A shot of the Perch in the evening on our first day. I took this for the beautiful reflection in the water.

Brad on his way to the Mountaineer's Route where he and Paul swung leads to the top. I got to sit back and goof off all day. :)
Paul on his way to his first route on the Perch.

Paul on the second pitch of the M. Route.

Getting into the hand crack on pitch two.
Brad works on his jamming technique on the second pitch.

A happy Brad arrives at the third belay.

This climb was great! I got to climb all around the normal M. Route on rock I had never touched before.  I was on toprope all day.

Having fun on a crack that I would never lead due to it's 5.10 rating and difficult protection.

Paul starting the third pitch with the Triple Roofs looming above.

Paul passing the Triple Roofs.

Paul on pitch four at the bottom of the giant diamond that is a hallmark of the Perch.

Having a blast out on the steep, airy slabs of the fourth pitch.

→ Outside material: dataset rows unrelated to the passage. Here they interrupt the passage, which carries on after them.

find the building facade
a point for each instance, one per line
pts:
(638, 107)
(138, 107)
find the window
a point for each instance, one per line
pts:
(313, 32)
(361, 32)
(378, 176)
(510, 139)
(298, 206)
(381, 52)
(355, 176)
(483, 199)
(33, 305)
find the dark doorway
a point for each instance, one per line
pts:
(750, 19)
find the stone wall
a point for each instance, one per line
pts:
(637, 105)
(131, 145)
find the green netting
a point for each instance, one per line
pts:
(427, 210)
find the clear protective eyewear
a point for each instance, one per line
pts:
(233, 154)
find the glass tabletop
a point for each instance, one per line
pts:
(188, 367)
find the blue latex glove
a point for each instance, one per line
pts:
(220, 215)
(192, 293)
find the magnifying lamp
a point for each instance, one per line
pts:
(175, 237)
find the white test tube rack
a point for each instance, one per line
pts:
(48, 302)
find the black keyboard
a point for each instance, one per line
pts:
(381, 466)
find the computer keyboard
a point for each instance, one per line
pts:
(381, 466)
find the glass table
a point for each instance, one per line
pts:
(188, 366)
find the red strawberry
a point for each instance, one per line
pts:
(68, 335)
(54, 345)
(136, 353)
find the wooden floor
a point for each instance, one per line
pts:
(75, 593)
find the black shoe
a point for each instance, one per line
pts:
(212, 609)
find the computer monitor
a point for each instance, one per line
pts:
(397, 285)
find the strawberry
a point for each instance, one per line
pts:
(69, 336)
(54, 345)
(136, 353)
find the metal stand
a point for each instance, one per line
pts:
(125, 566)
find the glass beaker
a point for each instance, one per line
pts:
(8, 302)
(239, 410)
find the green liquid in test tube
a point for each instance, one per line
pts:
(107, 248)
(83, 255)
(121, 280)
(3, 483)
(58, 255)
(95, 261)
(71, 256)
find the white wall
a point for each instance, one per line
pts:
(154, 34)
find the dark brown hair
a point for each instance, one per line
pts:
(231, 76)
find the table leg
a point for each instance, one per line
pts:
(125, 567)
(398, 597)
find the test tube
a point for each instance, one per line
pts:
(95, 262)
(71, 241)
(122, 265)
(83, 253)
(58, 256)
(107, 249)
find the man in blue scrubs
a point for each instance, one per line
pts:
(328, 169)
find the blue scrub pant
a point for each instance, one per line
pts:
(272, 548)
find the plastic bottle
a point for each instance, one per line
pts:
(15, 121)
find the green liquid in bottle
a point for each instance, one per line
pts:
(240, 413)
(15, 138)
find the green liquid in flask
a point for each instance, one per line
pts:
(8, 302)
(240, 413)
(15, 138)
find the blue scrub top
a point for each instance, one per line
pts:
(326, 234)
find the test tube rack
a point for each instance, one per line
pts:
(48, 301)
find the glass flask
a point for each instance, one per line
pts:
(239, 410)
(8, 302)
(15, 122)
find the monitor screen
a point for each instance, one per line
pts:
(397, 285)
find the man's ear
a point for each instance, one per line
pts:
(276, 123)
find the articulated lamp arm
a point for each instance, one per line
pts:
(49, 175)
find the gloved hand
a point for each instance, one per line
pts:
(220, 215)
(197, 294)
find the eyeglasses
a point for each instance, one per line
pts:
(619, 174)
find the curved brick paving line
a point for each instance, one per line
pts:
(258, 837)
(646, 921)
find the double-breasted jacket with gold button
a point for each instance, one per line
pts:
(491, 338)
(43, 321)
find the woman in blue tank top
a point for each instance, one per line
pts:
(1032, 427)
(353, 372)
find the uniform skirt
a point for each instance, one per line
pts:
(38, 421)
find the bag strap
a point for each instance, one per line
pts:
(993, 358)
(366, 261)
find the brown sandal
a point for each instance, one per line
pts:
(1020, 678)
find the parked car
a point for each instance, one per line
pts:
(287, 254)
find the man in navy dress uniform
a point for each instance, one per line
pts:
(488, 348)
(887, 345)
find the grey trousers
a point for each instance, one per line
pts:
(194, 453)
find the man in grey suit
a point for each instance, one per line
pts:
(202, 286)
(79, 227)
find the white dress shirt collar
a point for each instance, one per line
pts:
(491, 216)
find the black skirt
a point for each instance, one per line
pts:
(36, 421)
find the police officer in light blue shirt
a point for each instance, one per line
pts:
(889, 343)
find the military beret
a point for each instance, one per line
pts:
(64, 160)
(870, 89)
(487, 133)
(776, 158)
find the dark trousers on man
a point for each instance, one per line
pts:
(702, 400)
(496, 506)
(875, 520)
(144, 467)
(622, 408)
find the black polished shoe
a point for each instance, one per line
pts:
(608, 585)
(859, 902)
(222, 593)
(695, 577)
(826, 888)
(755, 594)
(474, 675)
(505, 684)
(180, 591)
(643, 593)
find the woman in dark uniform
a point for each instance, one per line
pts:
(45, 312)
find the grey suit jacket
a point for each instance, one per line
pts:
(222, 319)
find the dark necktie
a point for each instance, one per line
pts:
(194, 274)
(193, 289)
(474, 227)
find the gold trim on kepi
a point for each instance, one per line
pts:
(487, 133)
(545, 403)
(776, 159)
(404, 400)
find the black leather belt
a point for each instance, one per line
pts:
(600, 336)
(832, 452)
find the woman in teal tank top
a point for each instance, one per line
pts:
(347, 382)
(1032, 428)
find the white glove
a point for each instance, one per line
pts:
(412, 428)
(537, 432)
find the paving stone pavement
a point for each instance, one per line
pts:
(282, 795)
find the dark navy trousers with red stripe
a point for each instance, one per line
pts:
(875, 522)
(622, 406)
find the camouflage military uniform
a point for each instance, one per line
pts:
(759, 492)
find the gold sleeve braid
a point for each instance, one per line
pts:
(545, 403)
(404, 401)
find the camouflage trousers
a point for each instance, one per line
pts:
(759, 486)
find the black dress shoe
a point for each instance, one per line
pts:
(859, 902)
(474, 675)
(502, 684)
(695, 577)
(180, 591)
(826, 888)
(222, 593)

This really is a great climb. Not every pitch is fantastic, but all of the upper ones are and the vistas are amazing.

Stepping around the corner on the fourth pitch. This may be the most exposed spot on this route.

Paul and I arriving at the base of the crux pitch.

Brad sets off on his hardest alpine lead yet with two sections of 5.9.

The upper crux is steep and leans to the left just enough to make it quite awkward

Here is a close up of the previous shot for those of you who want to know what you're getting into.

Paul on the first 5.9 section of the final pitch.

A shot of me that looks down the drainage. Redfish Lake is visible behind me.

The view across the Saddleback Lakes valley from the top of the M. Route. The peaks on the right are the Chipmunk, Goat, and Eagle Perches.
A reflective shot from the edge of our valley.

The Perch in evening light from near our camp.

Brad and Paul back at camp getting ready for diner.